Cypher: How to get top 1 record for each X?

[Paul Lam]

This came about from looking at using Cypher as a recommender. If person 1 likes A; person 2 likes A and B; then you would recommend B to person 1. I can do the first part in Cypher to list top common shared likes items, but how do I use that resulting table to get a list of user names that I should recommend?

Using this graph as an example -- http://console.neo4j.org/r/2096v6

This cypher query returns the top shared likes products.

START   food = node:node_auto_index(type = "food"), user = node:node_auto_index(type = "user")
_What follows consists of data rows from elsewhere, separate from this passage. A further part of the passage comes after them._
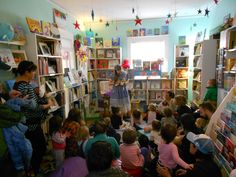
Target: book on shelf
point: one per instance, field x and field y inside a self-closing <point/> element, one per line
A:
<point x="182" y="84"/>
<point x="146" y="65"/>
<point x="99" y="42"/>
<point x="166" y="84"/>
<point x="112" y="63"/>
<point x="102" y="64"/>
<point x="7" y="57"/>
<point x="115" y="41"/>
<point x="108" y="43"/>
<point x="101" y="53"/>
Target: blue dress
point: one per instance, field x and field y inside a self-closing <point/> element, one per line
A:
<point x="120" y="95"/>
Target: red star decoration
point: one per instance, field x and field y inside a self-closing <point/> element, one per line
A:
<point x="76" y="24"/>
<point x="138" y="21"/>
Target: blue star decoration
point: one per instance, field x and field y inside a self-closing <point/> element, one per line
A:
<point x="199" y="11"/>
<point x="207" y="12"/>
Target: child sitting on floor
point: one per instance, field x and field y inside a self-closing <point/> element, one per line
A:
<point x="130" y="153"/>
<point x="168" y="151"/>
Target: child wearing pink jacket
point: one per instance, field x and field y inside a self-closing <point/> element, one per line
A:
<point x="168" y="151"/>
<point x="130" y="153"/>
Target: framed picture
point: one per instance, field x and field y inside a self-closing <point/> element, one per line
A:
<point x="44" y="48"/>
<point x="109" y="53"/>
<point x="19" y="55"/>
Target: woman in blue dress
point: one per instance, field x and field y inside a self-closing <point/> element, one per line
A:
<point x="119" y="94"/>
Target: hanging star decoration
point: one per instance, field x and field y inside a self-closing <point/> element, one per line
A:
<point x="216" y="1"/>
<point x="199" y="11"/>
<point x="207" y="12"/>
<point x="133" y="11"/>
<point x="107" y="24"/>
<point x="138" y="21"/>
<point x="76" y="24"/>
<point x="92" y="14"/>
<point x="167" y="21"/>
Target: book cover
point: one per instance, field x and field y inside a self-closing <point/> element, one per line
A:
<point x="102" y="64"/>
<point x="156" y="31"/>
<point x="135" y="33"/>
<point x="7" y="57"/>
<point x="99" y="42"/>
<point x="149" y="32"/>
<point x="101" y="53"/>
<point x="87" y="41"/>
<point x="107" y="43"/>
<point x="164" y="30"/>
<point x="34" y="25"/>
<point x="115" y="41"/>
<point x="155" y="65"/>
<point x="142" y="32"/>
<point x="46" y="28"/>
<point x="129" y="33"/>
<point x="182" y="40"/>
<point x="146" y="65"/>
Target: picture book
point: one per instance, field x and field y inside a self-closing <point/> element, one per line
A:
<point x="87" y="41"/>
<point x="155" y="65"/>
<point x="115" y="41"/>
<point x="156" y="31"/>
<point x="135" y="33"/>
<point x="99" y="42"/>
<point x="46" y="28"/>
<point x="7" y="57"/>
<point x="142" y="32"/>
<point x="107" y="43"/>
<point x="164" y="30"/>
<point x="146" y="65"/>
<point x="149" y="32"/>
<point x="182" y="40"/>
<point x="34" y="25"/>
<point x="129" y="33"/>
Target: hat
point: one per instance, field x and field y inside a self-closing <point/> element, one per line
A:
<point x="125" y="64"/>
<point x="202" y="142"/>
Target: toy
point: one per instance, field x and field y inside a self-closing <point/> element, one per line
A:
<point x="6" y="32"/>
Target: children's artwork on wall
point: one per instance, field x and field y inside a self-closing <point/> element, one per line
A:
<point x="46" y="28"/>
<point x="34" y="25"/>
<point x="142" y="32"/>
<point x="7" y="57"/>
<point x="182" y="40"/>
<point x="19" y="55"/>
<point x="146" y="65"/>
<point x="156" y="31"/>
<point x="164" y="30"/>
<point x="99" y="42"/>
<point x="115" y="41"/>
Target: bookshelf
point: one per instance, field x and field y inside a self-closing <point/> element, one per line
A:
<point x="226" y="62"/>
<point x="45" y="52"/>
<point x="204" y="64"/>
<point x="181" y="70"/>
<point x="222" y="129"/>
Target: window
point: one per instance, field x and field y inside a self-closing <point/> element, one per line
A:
<point x="149" y="48"/>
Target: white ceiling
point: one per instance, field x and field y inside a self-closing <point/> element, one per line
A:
<point x="122" y="9"/>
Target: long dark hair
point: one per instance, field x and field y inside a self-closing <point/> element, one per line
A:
<point x="117" y="75"/>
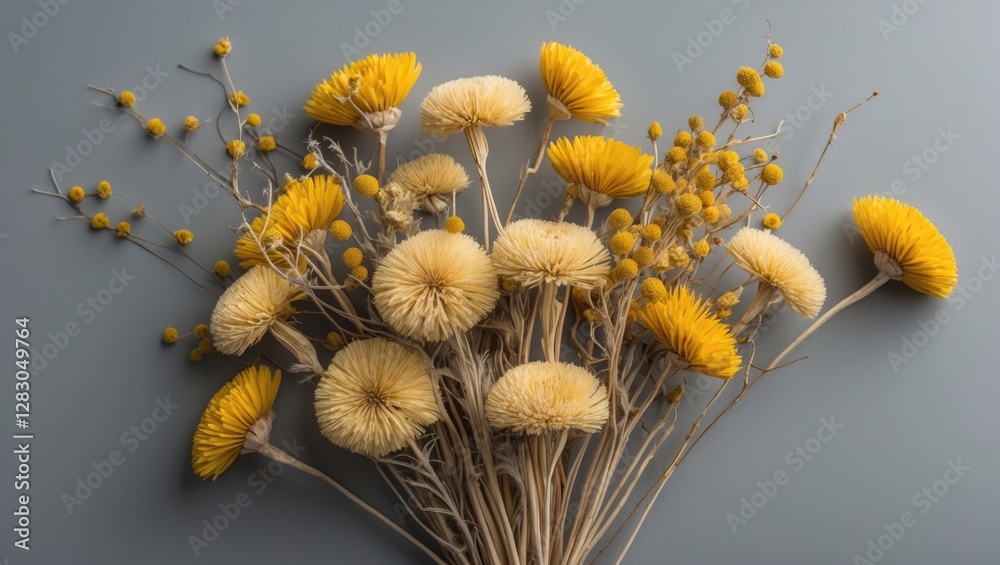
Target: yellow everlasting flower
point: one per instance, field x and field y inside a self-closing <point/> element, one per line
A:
<point x="686" y="325"/>
<point x="229" y="417"/>
<point x="580" y="87"/>
<point x="380" y="83"/>
<point x="907" y="245"/>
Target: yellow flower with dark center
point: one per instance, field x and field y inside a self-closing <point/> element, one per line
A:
<point x="579" y="86"/>
<point x="906" y="242"/>
<point x="605" y="166"/>
<point x="229" y="417"/>
<point x="686" y="325"/>
<point x="380" y="82"/>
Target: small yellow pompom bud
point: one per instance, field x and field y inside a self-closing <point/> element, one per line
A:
<point x="701" y="249"/>
<point x="236" y="148"/>
<point x="728" y="99"/>
<point x="454" y="224"/>
<point x="643" y="257"/>
<point x="622" y="243"/>
<point x="625" y="269"/>
<point x="99" y="221"/>
<point x="222" y="269"/>
<point x="749" y="79"/>
<point x="682" y="139"/>
<point x="620" y="218"/>
<point x="309" y="162"/>
<point x="653" y="290"/>
<point x="266" y="144"/>
<point x="366" y="185"/>
<point x="772" y="221"/>
<point x="710" y="214"/>
<point x="707" y="197"/>
<point x="655" y="131"/>
<point x="126" y="99"/>
<point x="705" y="179"/>
<point x="201" y="331"/>
<point x="239" y="99"/>
<point x="677" y="154"/>
<point x="771" y="174"/>
<point x="688" y="205"/>
<point x="352" y="257"/>
<point x="183" y="237"/>
<point x="223" y="47"/>
<point x="104" y="190"/>
<point x="155" y="127"/>
<point x="170" y="335"/>
<point x="706" y="140"/>
<point x="76" y="194"/>
<point x="341" y="230"/>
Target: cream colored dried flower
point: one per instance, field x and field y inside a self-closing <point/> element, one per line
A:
<point x="776" y="263"/>
<point x="547" y="396"/>
<point x="259" y="299"/>
<point x="375" y="397"/>
<point x="533" y="252"/>
<point x="477" y="101"/>
<point x="431" y="179"/>
<point x="434" y="285"/>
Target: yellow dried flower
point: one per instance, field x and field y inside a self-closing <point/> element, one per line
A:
<point x="900" y="234"/>
<point x="155" y="127"/>
<point x="99" y="221"/>
<point x="375" y="397"/>
<point x="183" y="237"/>
<point x="230" y="416"/>
<point x="578" y="84"/>
<point x="170" y="335"/>
<point x="541" y="397"/>
<point x="771" y="174"/>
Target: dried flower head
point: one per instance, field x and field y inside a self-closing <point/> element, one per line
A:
<point x="533" y="252"/>
<point x="231" y="414"/>
<point x="467" y="102"/>
<point x="906" y="244"/>
<point x="434" y="285"/>
<point x="365" y="94"/>
<point x="686" y="325"/>
<point x="605" y="166"/>
<point x="775" y="262"/>
<point x="578" y="86"/>
<point x="540" y="397"/>
<point x="249" y="307"/>
<point x="375" y="397"/>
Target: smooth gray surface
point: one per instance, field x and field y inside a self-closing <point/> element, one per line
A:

MATCH   food<-[:IS_A]-x<-[:LIKE]-person-[:IS_A]->user

WITH    person, x

MATCH   person-[:LIKE]->y-[:IS_A]->cc

WHERE   NOT x = y

WITH    x, y, COUNT(*) AS cnt

RETURN  x.name, y.name, cnt

ORDER BY cnt DESC

LIMIT 10; 

How do I use WITH to get for each X, return the top Y. Then I can do,

MATCH person-[:LIKE]->x

WHERE NOT(person-[:LIKE]->y)

RETURN x, y, person.name

One expected result using the linked example is:

X, Y, names

apple, orange, Bob

etc. for each X and its corresponding top Y.

[Peter Neubauer]

Hi Paul,

you can fold a lot of this into comma separated MATCH paths and multiple WHERE filters. I did now

START   food = node:node_auto_index(type = "food"), user = node:node_auto_index(type = "user") 

MATCH   food<-[:IS_A]-x<-[:LIKE]-person-[:IS_A]->user, person-[:LIKE]->y-[:IS_A]->cc, person-[:LIKE]->x 

WHERE   person-[:LIKE]->y-[:IS_A]->cc AND NOT x = y AND NOT(person-[:LIKE]->y) 

RETURN  x.name, y.name, person.name, count(*) as cnt 

ORDER BY cnt DESC 

LIMIT 10;

http://console.neo4j.org/r/fakfci

Not sure that is what you are expecting?

/peter

Cheers,

/peter neubauer

G:  neubauer.peter
S:  peter.neubauer
P:  +46 704 106975
L:   http://www.linkedin.com/in/neubauer
T:   @peterneubauer

Neo4j 1.8 GA - http://www.dzone.com/links/neo4j_18_release_fluent_graph_literacy.html

--
 
 

[Paul Lam]

Thanks for cleaning that up. What I need is the next step though. Using this on the web console,

START   food = node:node_auto_index(type = "food"), user = node:node_auto_index(type = "user") 

MATCH   food<-[:IS_A]-x<-[:LIKE]-person-[:IS_A]->user,

       person-[:LIKE]->y-[:IS_A]->food

WHERE   NOT x = y

RETURN  x.name, y.name, count(*) as cnt 

ORDER BY cnt DESC 

LIMIT 10;

We get that people likes apple prefer orange the most as a second item. I want to get all the people that likes apple but not orange. Which I can do like this:

START   apple = node:node_auto_index(name = "apple"), orange = node:node_auto_index(name = "orange")

MATCH   person-[:LIKE]->apple

WHERE   NOT(person-[:LIKE]->orange)

RETURN  person.name

My question though, is how to get a generalised query of the above automatically from the first query so that for each food X, it returns that best Y (e.g. for apple, it's orange only; for bread, it's apple; and etc) and the list of people that likes X but not yet Y.